There is also the rumor that several of these developers pirated their assets to make these games. While that might indeed be true of some of them, there are thousands of these games either in production or completed outright and it is very difficult to tell. Sure, there may have been some stolen assets in the early days of development, but I can assure you now that several devs actually not only pay and create their own assets/models, but work with teams (e.g. FreshWomen) to design specific pieces directly for these games now. We’re not in the early days of AVNs anymore and structures are growing a bit more corporate with every passing year. Especially when large sums of money are involved.
In contrast, the same can be said for the influx of Japanese doujin games made in the RPG Maker engine, which could also be accused of either using base assets and/or possible pilfered assets to begin with. Certainly not all of them, right? Exactly my point. This isn’t a black and white issue and independent adult games from any culture will have their expected grey areas.
Putting a cap on this for now, I will just say that I recently came across one major mishap in the handling of Milfy City, a game where the developer simply took the money and ran to the next “cash cow” after a period of five years. The game was left unfinished and released on Steam anyway. Unfortunately, slimy people exist in the gaming industry and it is important that we avoid and do not support thievery. Thankfully, in my experience, this is rare to find.
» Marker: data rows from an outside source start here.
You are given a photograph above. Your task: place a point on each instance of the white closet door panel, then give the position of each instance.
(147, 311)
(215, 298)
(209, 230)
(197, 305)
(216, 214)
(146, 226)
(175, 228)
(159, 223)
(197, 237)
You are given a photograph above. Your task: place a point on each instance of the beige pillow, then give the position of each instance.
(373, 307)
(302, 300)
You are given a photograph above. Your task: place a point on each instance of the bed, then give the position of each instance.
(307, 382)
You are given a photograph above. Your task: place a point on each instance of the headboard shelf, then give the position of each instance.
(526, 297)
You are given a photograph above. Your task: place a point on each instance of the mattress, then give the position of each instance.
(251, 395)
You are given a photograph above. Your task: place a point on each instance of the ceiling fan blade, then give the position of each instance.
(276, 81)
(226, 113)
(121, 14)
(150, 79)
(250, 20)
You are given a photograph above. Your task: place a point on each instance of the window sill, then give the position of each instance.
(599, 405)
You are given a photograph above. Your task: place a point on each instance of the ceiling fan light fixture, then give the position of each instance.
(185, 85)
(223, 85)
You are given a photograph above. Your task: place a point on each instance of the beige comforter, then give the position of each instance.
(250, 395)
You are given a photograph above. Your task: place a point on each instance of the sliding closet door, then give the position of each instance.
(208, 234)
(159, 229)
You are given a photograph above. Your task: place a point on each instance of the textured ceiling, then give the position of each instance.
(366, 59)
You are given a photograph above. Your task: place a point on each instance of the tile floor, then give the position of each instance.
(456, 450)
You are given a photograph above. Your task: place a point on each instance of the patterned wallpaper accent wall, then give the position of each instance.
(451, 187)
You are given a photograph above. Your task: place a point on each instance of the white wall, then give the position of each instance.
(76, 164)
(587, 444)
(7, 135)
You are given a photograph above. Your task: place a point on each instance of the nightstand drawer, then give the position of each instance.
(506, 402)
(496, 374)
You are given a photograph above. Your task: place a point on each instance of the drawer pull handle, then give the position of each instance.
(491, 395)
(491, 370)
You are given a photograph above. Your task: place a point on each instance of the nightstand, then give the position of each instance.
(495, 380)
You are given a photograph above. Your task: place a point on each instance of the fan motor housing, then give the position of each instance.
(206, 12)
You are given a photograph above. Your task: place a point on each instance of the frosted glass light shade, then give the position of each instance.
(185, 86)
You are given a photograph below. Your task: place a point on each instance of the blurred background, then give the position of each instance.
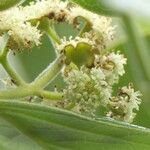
(30, 63)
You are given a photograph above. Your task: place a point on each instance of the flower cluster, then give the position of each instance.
(90, 71)
(86, 89)
(122, 107)
(17, 22)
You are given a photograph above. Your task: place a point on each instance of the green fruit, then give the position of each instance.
(80, 55)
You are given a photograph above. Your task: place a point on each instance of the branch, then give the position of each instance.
(49, 73)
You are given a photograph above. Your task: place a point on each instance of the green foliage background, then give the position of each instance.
(40, 128)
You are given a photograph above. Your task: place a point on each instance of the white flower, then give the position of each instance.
(123, 106)
(113, 66)
(101, 27)
(74, 42)
(40, 8)
(87, 89)
(22, 33)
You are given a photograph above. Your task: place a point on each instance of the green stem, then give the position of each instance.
(16, 93)
(49, 73)
(4, 61)
(50, 95)
(53, 35)
(138, 44)
(12, 73)
(86, 28)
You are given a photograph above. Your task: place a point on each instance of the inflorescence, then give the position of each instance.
(90, 71)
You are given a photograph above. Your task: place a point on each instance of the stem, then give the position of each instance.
(4, 61)
(53, 35)
(50, 95)
(49, 73)
(12, 73)
(86, 28)
(138, 44)
(19, 92)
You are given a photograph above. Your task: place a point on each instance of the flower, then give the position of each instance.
(113, 66)
(122, 107)
(87, 89)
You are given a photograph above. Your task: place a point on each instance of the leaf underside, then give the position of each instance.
(58, 129)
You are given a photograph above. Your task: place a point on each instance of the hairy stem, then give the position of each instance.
(4, 61)
(49, 73)
(53, 35)
(18, 92)
(50, 95)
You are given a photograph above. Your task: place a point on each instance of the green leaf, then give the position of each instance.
(139, 8)
(5, 4)
(58, 129)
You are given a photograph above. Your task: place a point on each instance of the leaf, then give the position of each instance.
(5, 4)
(138, 8)
(58, 129)
(12, 139)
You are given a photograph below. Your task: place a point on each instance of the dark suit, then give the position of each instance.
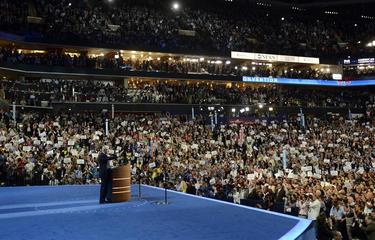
(104, 175)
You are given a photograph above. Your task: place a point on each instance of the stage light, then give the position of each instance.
(176, 6)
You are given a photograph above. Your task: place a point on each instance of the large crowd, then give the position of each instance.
(323, 171)
(34, 93)
(153, 27)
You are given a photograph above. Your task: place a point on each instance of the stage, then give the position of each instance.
(73, 212)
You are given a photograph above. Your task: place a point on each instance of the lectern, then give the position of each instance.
(121, 182)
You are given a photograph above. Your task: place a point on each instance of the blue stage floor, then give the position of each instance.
(73, 213)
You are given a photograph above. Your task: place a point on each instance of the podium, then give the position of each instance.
(121, 183)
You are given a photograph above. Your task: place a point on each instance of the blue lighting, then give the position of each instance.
(311, 82)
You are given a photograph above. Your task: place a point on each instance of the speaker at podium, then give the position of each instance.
(121, 183)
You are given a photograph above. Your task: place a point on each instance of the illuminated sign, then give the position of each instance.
(311, 82)
(274, 57)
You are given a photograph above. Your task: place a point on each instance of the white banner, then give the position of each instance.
(274, 58)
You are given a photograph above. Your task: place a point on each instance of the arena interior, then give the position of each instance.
(186, 119)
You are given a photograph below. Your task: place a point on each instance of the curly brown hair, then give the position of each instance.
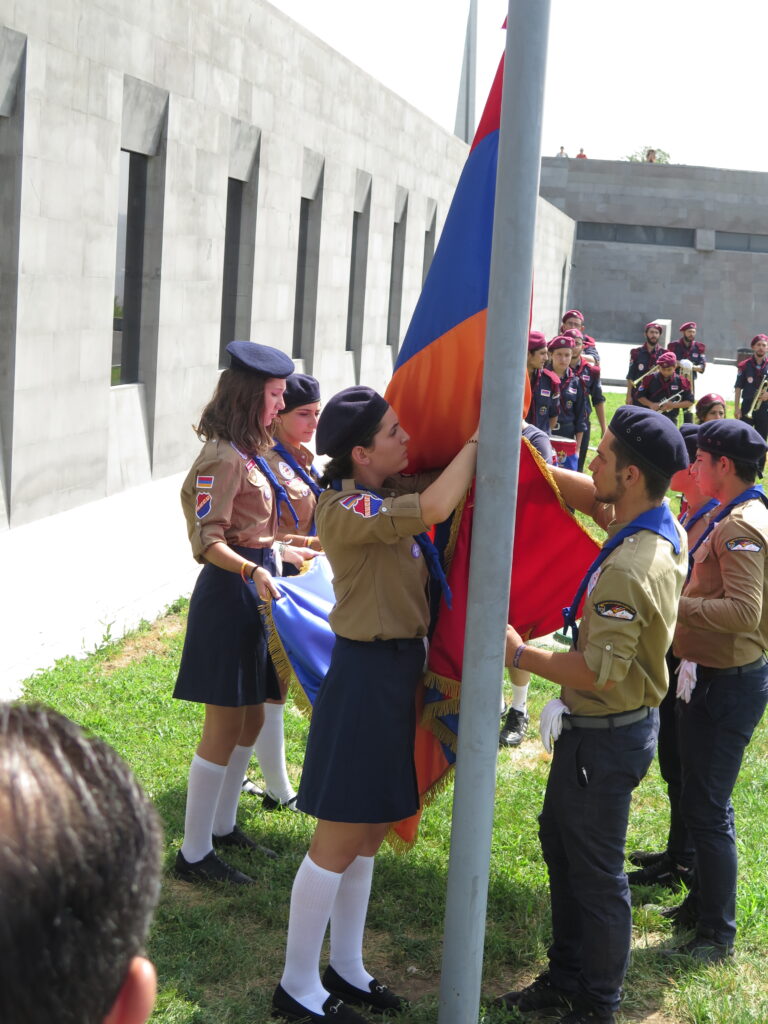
(235, 412)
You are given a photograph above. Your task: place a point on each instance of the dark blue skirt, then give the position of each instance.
(358, 765)
(225, 660)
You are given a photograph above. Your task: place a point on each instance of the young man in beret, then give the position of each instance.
(721, 638)
(666, 391)
(643, 358)
(690, 356)
(573, 320)
(605, 724)
(545, 385)
(750, 379)
(571, 417)
(589, 375)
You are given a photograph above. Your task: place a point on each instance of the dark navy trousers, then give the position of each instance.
(714, 731)
(679, 842)
(583, 830)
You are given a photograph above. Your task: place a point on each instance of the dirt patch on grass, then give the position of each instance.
(153, 641)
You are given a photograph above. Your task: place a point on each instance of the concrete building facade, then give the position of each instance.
(173, 175)
(666, 240)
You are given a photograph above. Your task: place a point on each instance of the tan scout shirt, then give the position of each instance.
(628, 622)
(225, 499)
(379, 570)
(723, 614)
(300, 496)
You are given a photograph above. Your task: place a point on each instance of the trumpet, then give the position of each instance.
(755, 401)
(653, 370)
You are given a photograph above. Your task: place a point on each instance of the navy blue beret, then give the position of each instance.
(689, 433)
(651, 437)
(734, 439)
(347, 419)
(259, 358)
(301, 389)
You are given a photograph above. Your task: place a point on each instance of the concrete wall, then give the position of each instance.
(621, 286)
(183, 83)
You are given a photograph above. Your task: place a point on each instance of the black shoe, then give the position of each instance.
(701, 949)
(334, 1011)
(251, 788)
(210, 868)
(377, 997)
(515, 727)
(641, 858)
(662, 872)
(238, 839)
(270, 804)
(540, 994)
(587, 1017)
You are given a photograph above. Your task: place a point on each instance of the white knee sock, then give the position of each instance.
(312, 897)
(206, 779)
(270, 751)
(226, 809)
(348, 923)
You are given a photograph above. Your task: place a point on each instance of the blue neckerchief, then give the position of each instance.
(309, 478)
(431, 556)
(686, 523)
(657, 520)
(280, 492)
(756, 491)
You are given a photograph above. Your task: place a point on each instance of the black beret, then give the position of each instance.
(651, 437)
(301, 389)
(259, 358)
(347, 419)
(689, 432)
(734, 439)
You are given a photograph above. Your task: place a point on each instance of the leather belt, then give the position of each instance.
(604, 721)
(705, 672)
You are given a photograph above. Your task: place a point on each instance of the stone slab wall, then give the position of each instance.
(621, 286)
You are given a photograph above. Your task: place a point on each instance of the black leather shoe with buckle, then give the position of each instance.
(210, 868)
(376, 997)
(334, 1011)
(540, 994)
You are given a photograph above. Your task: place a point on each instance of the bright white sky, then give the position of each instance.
(685, 76)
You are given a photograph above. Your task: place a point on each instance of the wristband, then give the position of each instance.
(516, 657)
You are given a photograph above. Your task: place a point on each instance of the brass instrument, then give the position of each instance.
(653, 370)
(758, 395)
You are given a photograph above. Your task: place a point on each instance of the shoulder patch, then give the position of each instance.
(743, 544)
(203, 506)
(615, 609)
(361, 504)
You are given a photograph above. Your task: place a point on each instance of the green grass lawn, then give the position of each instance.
(219, 952)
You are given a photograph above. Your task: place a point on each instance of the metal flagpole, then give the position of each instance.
(493, 531)
(465, 109)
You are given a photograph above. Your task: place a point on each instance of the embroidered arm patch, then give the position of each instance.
(364, 505)
(743, 544)
(615, 609)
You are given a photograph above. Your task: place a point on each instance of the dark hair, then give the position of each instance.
(745, 471)
(656, 483)
(342, 468)
(79, 869)
(235, 412)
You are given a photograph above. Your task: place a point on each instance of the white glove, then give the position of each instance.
(550, 722)
(686, 679)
Are You Ready To Take The Plunge?
AVN are truly a different breed from the Japanese eroge market and other JVN out there, as well as EVN. They have a more western look and are written by older people with possibly different ideas and values than you might hold in your own life. However, they are coming around to more progressive ideas and are trying to get the best of both worlds into one large and steadily growing genre. Many of the novels I have mentioned here are fantastic starting points. I could’ve gone on to talk about the soundtrack and why it is so important, as well as the royalty-free mess that is going on right now (with some musicians not wanting their music to be featured in “porn games”). Let’s just save that talk for another time.
I hope this has been an interesting and informative introduction on AVN and why they are seeing a growing level of importance in the visual novel world.